Pura astrazione della mente per creare nuova pellicola da plasmare. La strada è ancora lunga, Soldini brucia più d’intento che nel vento. Si perde dietro al suo passato, ai suoi ricordi e si compiace troppo del suo essere artista radical chic, arenandosi nel politically correct, spaventandosi di fronte a possibili cadute di linguaggio che forse qualche motivata imprecazione in più non avrebbe rovinato.
Tutto resta nei limiti.
Tutto va fuori dai soliti canoni delle sceneggiature didattiche.
E’ quando ti trovi in certe situazioni come questa che capisci. Capisci l’errore e incominci a esaminare il mondo stando a testa in giù, guardando sotto le gonne. Dei preti.

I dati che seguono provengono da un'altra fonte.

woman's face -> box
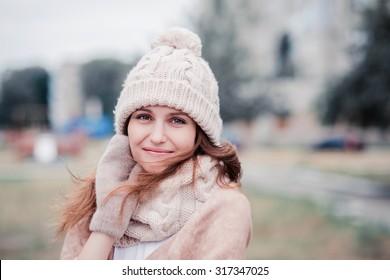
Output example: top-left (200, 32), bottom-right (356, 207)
top-left (127, 106), bottom-right (196, 173)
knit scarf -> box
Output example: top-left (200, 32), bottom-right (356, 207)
top-left (114, 156), bottom-right (218, 247)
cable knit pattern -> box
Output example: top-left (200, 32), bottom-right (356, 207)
top-left (115, 156), bottom-right (217, 247)
top-left (114, 27), bottom-right (222, 144)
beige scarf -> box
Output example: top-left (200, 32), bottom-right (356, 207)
top-left (114, 156), bottom-right (217, 247)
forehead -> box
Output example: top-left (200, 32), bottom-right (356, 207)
top-left (136, 105), bottom-right (188, 116)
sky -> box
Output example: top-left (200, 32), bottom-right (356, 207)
top-left (0, 0), bottom-right (196, 72)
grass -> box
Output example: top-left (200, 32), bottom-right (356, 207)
top-left (247, 189), bottom-right (390, 260)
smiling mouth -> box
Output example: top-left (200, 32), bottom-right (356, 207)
top-left (143, 148), bottom-right (173, 155)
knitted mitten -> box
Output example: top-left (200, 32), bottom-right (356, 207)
top-left (89, 134), bottom-right (137, 238)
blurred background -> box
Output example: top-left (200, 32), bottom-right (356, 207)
top-left (0, 0), bottom-right (390, 259)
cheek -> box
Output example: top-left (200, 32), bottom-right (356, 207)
top-left (175, 129), bottom-right (196, 151)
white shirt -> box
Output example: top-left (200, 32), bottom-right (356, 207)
top-left (114, 239), bottom-right (167, 260)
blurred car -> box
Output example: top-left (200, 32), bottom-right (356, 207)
top-left (313, 137), bottom-right (365, 151)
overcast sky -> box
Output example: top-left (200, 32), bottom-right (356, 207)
top-left (0, 0), bottom-right (196, 72)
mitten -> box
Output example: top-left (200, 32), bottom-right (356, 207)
top-left (89, 134), bottom-right (137, 238)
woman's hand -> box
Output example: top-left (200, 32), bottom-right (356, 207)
top-left (78, 134), bottom-right (137, 259)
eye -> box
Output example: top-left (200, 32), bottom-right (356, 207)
top-left (171, 118), bottom-right (186, 124)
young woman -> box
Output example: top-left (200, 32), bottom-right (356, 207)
top-left (58, 27), bottom-right (252, 259)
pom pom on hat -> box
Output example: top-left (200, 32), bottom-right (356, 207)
top-left (151, 27), bottom-right (202, 56)
top-left (114, 27), bottom-right (222, 145)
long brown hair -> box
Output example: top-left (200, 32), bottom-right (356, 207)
top-left (56, 126), bottom-right (242, 237)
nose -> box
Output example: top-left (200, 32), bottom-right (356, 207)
top-left (150, 122), bottom-right (167, 144)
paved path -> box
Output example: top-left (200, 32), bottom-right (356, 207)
top-left (242, 161), bottom-right (390, 228)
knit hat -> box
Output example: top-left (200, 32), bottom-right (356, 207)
top-left (114, 27), bottom-right (222, 144)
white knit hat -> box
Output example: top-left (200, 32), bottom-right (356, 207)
top-left (114, 27), bottom-right (222, 144)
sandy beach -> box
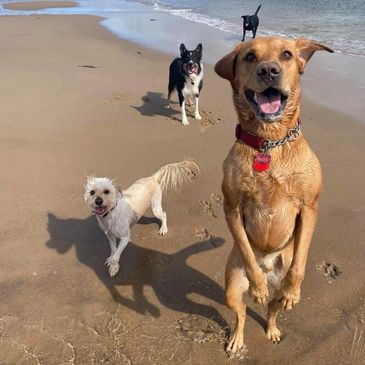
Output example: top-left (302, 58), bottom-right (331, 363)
top-left (0, 2), bottom-right (365, 365)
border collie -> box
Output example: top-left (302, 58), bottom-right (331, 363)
top-left (241, 5), bottom-right (261, 42)
top-left (166, 43), bottom-right (203, 125)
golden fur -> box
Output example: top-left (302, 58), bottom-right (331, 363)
top-left (215, 37), bottom-right (332, 355)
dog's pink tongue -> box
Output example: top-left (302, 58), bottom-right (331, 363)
top-left (256, 93), bottom-right (281, 114)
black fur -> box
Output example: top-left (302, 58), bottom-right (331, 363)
top-left (167, 43), bottom-right (203, 106)
top-left (241, 5), bottom-right (261, 42)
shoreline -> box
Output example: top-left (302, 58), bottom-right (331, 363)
top-left (0, 5), bottom-right (365, 365)
top-left (1, 1), bottom-right (365, 123)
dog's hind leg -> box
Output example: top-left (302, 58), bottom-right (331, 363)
top-left (266, 291), bottom-right (283, 343)
top-left (252, 28), bottom-right (257, 39)
top-left (194, 94), bottom-right (202, 120)
top-left (179, 90), bottom-right (189, 125)
top-left (225, 248), bottom-right (249, 357)
top-left (105, 233), bottom-right (130, 277)
top-left (241, 28), bottom-right (246, 42)
top-left (151, 188), bottom-right (168, 236)
top-left (165, 80), bottom-right (176, 109)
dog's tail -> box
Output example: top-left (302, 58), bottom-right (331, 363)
top-left (152, 160), bottom-right (199, 191)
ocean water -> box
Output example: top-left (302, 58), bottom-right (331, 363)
top-left (142, 0), bottom-right (365, 56)
top-left (0, 0), bottom-right (365, 57)
top-left (0, 0), bottom-right (365, 123)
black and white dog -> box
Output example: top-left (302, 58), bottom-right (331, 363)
top-left (166, 43), bottom-right (203, 125)
top-left (241, 5), bottom-right (261, 42)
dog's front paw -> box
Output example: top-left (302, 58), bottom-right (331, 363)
top-left (248, 280), bottom-right (269, 305)
top-left (181, 118), bottom-right (189, 125)
top-left (226, 331), bottom-right (247, 359)
top-left (158, 227), bottom-right (168, 236)
top-left (266, 326), bottom-right (281, 344)
top-left (279, 280), bottom-right (300, 310)
top-left (105, 256), bottom-right (119, 278)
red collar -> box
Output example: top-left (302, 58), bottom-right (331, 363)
top-left (236, 119), bottom-right (301, 152)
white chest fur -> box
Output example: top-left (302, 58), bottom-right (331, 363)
top-left (182, 66), bottom-right (203, 97)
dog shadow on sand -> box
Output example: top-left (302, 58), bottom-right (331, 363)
top-left (46, 213), bottom-right (266, 333)
top-left (131, 91), bottom-right (183, 121)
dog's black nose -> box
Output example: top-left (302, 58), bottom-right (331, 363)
top-left (256, 62), bottom-right (281, 82)
top-left (95, 196), bottom-right (103, 207)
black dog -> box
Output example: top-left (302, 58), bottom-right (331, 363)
top-left (241, 5), bottom-right (261, 42)
top-left (166, 43), bottom-right (203, 125)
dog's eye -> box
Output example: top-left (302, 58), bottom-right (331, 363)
top-left (245, 52), bottom-right (256, 63)
top-left (283, 51), bottom-right (293, 60)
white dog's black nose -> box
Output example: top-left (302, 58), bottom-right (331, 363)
top-left (95, 196), bottom-right (103, 207)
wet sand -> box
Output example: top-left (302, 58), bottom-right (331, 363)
top-left (0, 10), bottom-right (365, 365)
top-left (3, 0), bottom-right (77, 10)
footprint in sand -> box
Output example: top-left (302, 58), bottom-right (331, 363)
top-left (195, 225), bottom-right (214, 241)
top-left (316, 262), bottom-right (342, 284)
top-left (209, 193), bottom-right (223, 205)
top-left (199, 199), bottom-right (217, 218)
top-left (105, 93), bottom-right (128, 105)
top-left (200, 110), bottom-right (223, 127)
top-left (177, 315), bottom-right (225, 343)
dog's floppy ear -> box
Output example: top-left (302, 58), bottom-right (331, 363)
top-left (180, 43), bottom-right (187, 57)
top-left (194, 43), bottom-right (203, 54)
top-left (295, 38), bottom-right (333, 74)
top-left (214, 46), bottom-right (239, 94)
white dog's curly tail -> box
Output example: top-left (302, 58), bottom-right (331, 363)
top-left (152, 160), bottom-right (200, 191)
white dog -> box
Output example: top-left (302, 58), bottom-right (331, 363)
top-left (84, 160), bottom-right (199, 277)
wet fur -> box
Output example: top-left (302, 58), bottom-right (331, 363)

Tra, insomma, il senso di vuoto straziante che ti lascia un’americanata campione d’incassi e la banalità quasi estrema delle macchiette nauseabonde di una commedia all’italiana, becera, con attori incapaci, sceneggiature inesistenti e qualche battuta volgare per ravvivare la tristezza costante, io preferisco stare male. Preferisco uscire dalla sala con questa strana , indefinibile pace interiore cui non sono abituato, con una calma devastante per le emozioni quasi soffocanti che ti provoca, controcorrente a una vita decapitata dagli orari e dai ritmi biologici di un macchina, una storia di sentimento così tenera e gelida, così tanto profonda da farti riflettere e da farti gridare al miracolo, così aliena per la sua normalità. Perché forse, sì è vero, la storia è troppo antiquata, inquadrata al rallentatore, fotografata da un pennello epilettico, scomparsa nel reale, sopravvissuta nell’immaginario poetico.
Ma arrivato a un certo punto del film non mi sono più ricordato quanta importanza potesse avere tutto questo. Non avevo più bisogno di nulla. Di nessuno. Era troppo tardi. Ormai, bruciavo nel vento.